Insatisfeito com a restrição de tempo, Zé Neto se retirou da sessão, esvaziando os trabalhos da CPI. Ele ainda tentou obter apoio do plenário, mas os dois deputados da bancada do governo presentes concordaram com o presidente do colegiado quanto ao tempo de 40 minutos destinado ao relator. Depois do episódio envolvendo o parlamentar petista, apenas outros dois deputados fizeram o uso da palavra – o líder da bancada de oposição, deputado Gildásio Penedo (DEM) e Elmar Nascimento (PR) –, mas eles não chegaram a questionar os depoentes.
Apesar de toda celeuma, o presidente da Propeg garantiu logo no início da sessão que não teria qualquer constrangimento em responder aos questionamentos. "Como presidente de uma empresa que presta serviços a órgãos públicos não me constrange de maneira nenhuma estar aqui prestando os esclarecimentos necessários aos integrantes desta CPI", afirmou Barros, colocando-se à disposição para responder qualquer questionamento. No final da sessão, ele voltou a se colocar à disposição da CPI.
Já João Paulo Costa respondeu aos questionamentos feitos pelo deputado Zé Neto, que quis saber como era decidido o destino das verbas de publicidade e patrocínios da Ebal. Ele quis saber também se existia controle da aplicação dessas verbas. João Paulo Costa explicou que o controle dos patrocínios era feito pelas empresas contratadas, que passavam um relatório para a Ebal. Já em relação ao destino dos patrocínios, o ex-diretor da Agecom explicou que a escolha era feita pela Secretaria de Cultura e Turismo e obedecia a critérios técnicos, com o objetivo de incrementar as vendas das lojas da Cesta do Povo.
As explicações não foram suficientes para convencer o relator da lisura do processo. "O depoimento (de João Paulo Costa) mostrou que não havia controle dos gastos com publicidade e patrocínio", avaliou Zé Neto, questionando também a "inexistência de critérios" para a escolha dos beneficiados pelos patrocínios. De acordo com relatório do Tribunal de Contas do Estado (TCE), a Ebal gastou entre os anos de 2001 e 2006 quase R$ 59 milhões com publicidade e propaganda.

OPOSIÇÃO

Já o líder da oposição, Gildásio Penedo, considerou as explicações dadas por João Paulo Costa plenamente satisfatórias. "Acredito que o depoimento serviu para desmistificar a idéia de que houve algum tipo de irregularidade nos contratos de publicidade feitos pelo Estado", observou Penedo, explicando que em 2003 houve uma concorrência pública para definir as empresas responsáveis pelos contratos da Ebal nesta área, sendo renovados nos anos seguintes.
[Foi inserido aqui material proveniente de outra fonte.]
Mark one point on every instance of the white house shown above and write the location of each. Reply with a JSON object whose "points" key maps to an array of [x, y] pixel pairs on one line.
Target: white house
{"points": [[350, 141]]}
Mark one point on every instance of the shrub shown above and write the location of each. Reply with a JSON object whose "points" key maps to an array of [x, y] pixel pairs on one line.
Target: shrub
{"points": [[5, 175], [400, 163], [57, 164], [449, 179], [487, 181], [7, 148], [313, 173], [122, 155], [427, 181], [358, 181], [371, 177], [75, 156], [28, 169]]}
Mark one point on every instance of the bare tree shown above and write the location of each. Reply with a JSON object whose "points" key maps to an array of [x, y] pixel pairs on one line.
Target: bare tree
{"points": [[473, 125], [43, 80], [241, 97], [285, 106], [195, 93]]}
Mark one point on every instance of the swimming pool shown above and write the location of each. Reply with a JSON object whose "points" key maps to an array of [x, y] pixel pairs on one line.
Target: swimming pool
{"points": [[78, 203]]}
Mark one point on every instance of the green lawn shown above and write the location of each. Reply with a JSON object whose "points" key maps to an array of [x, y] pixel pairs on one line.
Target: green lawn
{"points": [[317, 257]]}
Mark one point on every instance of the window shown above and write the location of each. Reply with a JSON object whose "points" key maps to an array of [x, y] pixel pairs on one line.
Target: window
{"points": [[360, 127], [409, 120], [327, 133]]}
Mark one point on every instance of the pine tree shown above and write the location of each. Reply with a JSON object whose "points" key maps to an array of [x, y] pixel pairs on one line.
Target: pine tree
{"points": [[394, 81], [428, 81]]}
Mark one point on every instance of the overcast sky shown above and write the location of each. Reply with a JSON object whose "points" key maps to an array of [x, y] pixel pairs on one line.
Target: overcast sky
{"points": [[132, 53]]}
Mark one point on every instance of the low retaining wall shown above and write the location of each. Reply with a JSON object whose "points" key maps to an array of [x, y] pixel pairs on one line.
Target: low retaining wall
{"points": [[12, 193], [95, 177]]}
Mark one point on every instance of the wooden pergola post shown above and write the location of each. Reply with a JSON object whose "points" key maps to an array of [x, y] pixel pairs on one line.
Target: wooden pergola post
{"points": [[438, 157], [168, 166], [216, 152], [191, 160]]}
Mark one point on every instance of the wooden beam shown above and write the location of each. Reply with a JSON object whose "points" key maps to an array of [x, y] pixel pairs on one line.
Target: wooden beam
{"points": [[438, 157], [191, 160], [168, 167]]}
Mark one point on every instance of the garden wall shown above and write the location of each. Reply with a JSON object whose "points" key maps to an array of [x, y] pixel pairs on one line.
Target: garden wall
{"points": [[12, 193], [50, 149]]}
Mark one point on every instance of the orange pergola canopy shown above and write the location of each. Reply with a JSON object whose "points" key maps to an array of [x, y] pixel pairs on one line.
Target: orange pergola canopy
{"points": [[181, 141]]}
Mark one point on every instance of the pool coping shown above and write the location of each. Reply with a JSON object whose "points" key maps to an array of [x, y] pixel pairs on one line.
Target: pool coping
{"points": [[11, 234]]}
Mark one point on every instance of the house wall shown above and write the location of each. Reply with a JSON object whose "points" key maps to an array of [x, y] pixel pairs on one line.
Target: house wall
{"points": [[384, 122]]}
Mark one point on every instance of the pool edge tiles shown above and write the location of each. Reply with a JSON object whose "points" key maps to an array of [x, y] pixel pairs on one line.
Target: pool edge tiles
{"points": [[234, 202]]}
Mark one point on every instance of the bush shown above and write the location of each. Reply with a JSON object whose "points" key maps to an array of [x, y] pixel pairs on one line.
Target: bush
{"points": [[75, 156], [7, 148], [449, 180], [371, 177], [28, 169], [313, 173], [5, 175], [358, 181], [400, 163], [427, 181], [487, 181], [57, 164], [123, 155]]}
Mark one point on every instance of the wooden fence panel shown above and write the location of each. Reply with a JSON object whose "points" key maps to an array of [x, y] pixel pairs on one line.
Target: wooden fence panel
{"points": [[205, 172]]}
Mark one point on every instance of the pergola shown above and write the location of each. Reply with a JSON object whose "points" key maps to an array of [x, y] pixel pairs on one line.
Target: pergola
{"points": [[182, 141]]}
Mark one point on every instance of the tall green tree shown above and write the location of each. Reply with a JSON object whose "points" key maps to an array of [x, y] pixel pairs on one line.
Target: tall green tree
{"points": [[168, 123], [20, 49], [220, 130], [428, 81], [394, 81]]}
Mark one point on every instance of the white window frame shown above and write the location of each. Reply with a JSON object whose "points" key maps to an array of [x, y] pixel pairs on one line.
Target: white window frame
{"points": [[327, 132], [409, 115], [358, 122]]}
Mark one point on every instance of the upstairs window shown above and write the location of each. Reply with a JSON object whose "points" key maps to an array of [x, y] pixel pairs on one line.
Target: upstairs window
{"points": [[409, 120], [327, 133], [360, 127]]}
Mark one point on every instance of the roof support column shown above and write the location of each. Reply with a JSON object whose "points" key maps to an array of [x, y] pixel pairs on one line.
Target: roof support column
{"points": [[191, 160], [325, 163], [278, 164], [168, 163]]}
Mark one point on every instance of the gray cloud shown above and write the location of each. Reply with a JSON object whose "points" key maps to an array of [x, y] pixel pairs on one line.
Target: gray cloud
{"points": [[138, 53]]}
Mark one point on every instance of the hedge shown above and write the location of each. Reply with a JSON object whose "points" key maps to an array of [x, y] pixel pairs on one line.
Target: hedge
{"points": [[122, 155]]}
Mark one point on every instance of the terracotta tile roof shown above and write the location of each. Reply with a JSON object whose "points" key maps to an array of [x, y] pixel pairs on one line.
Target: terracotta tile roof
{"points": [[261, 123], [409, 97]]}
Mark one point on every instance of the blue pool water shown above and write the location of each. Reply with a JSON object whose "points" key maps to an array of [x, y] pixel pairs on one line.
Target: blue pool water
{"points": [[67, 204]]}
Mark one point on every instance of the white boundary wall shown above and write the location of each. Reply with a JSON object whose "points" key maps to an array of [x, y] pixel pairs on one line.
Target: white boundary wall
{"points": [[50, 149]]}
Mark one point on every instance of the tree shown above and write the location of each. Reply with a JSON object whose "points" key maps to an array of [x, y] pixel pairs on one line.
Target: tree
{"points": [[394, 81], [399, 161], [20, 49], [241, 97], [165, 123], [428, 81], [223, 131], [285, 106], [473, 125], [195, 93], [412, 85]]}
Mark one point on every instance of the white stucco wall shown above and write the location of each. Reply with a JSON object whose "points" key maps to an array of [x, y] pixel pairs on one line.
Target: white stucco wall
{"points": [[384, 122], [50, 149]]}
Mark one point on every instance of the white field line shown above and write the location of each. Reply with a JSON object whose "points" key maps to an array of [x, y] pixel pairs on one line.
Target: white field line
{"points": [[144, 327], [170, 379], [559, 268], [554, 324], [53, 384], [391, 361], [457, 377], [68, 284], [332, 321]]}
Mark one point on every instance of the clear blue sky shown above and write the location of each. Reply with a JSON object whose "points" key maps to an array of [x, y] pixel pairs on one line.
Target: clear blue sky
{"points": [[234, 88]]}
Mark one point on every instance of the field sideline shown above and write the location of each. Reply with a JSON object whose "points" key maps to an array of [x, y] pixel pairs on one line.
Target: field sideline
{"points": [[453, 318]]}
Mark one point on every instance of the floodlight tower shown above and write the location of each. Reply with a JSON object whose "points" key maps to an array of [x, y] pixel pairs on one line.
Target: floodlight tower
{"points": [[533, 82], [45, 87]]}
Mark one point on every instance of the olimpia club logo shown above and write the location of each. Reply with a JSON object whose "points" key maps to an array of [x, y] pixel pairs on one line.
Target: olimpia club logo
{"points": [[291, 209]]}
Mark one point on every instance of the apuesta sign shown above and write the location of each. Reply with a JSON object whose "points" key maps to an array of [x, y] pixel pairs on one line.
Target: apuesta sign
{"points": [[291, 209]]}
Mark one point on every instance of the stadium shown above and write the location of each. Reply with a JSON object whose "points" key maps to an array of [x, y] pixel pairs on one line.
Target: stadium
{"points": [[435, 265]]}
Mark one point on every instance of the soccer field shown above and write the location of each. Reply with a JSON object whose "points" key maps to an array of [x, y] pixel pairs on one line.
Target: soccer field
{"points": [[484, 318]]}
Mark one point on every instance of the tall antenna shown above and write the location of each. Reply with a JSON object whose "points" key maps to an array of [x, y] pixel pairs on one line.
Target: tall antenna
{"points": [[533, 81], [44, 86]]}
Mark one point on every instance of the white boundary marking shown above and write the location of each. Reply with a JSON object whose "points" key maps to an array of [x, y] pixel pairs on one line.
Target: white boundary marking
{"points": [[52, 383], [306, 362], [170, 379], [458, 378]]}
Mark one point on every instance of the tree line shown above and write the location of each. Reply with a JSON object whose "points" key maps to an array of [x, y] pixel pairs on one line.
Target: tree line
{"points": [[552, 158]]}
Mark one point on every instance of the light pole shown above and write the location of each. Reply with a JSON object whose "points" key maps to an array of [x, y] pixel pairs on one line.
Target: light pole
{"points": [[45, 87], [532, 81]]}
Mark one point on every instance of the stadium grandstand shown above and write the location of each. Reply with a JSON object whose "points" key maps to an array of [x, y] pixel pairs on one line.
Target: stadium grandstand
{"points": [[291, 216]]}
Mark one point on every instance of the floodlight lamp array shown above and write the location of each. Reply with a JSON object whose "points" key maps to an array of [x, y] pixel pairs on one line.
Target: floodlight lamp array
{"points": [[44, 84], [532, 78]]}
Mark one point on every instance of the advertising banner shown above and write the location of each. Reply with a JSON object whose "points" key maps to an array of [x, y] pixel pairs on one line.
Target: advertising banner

O deputado Sandro Régis (PR) também elogiou o depoimento: "Creio que, com muita boa vontade, João Paulo Costa esclareceu todas as dúvidas da CPI."
Na sessão da próxima quarta-feira, a CPI da Ebal realiza uma acareação entre o ex-presidente da Ebal, Omar Brito, o ex-gerente do setor de engenharia, Leôncio Cardoso, e os empreiteiros José Gomes e Sílvio Silveira. Com essa acareação, a comissão deve encerrar a fase de oitivas. Zé Neto já anunciou que pretende entregar seu relatório até o final deste mês.